September 2019 marks a monumental date for college athletes in California. Governor Gavin Newsom signed a new bill into law, named the Fair Pay To Play Act, making it easier for college athletes in California to profit from their own name, image and likeness. The law won’t take effect until 2023, but I suspect we’ll be hearing numerous updates within the next 3 years.
Once implemented, the bill aims to benefit athletes by putting their interests at a higher level importance, balancing out the power of the institutions they’re playing for. Currently, NCAA rules allow colleges to provide athletes with free tuition, room and board, and a stipend to cover other basic costs. Under this law, players can be further compensated. For example, they can begin selling their own merchandise or being a spokesperson for national and local businesses without fear of losing their NCAA eligibility or scholarships. Players will also be able to hire an agent to manage the process.

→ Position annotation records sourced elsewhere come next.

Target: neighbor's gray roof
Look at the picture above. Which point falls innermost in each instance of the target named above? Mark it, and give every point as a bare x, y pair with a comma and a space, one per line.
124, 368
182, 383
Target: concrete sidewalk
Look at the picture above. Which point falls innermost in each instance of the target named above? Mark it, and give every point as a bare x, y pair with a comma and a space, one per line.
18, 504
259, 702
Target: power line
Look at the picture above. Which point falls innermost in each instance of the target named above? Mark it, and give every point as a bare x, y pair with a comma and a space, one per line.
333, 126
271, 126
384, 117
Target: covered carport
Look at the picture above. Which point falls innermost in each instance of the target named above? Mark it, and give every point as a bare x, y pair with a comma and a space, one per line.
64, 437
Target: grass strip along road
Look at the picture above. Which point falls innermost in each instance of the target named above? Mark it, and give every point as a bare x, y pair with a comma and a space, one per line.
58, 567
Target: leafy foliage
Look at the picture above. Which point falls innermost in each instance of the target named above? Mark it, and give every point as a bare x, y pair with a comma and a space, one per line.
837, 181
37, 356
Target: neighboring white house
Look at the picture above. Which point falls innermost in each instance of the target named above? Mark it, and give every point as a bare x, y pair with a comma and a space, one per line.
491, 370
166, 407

The governor speculates that his action will spark a ripple effect, leading other states to soon introduce similar legislation. In just the past few weeks, legislators in South Carolina, New York and Illinois began talking about the possibility of similar laws.
Despite the support they’ve seen, the law has also sparked some controversy. From a wider perspective, this kind of legislation is putting pressure on the NCAA to change their rules regarding amateurism. The NCAA’s Board of Directors called the law “unconstitutional,” and may be willing to sue the state of California for violating the commerce clause of the U.S. Constitution, which says that only Congress has the power to regulate commerce among the states.
As the laws stand now, California schools and their athletes would essentially be stuck between NCAA regulations and California law. There are also questions about the logistics of athletes profiting from their name and likeness, specifically regarding the relationship with current donors and individual athletic departments.
Governor Newsom is aware of the potential conflict with the law, stating that he and his administration are looking forward to reviewing recommendations and working constructively to mitigate any unintended consequences that may negatively impact Californian colleges, universities and athletes.
The level of compensation college athletes should receive for their talents has been a long-debated issue. It will be interesting to see how California’s initiative impacts both public opinion and athletes at every level from youth sports to Olympic and professional athletes.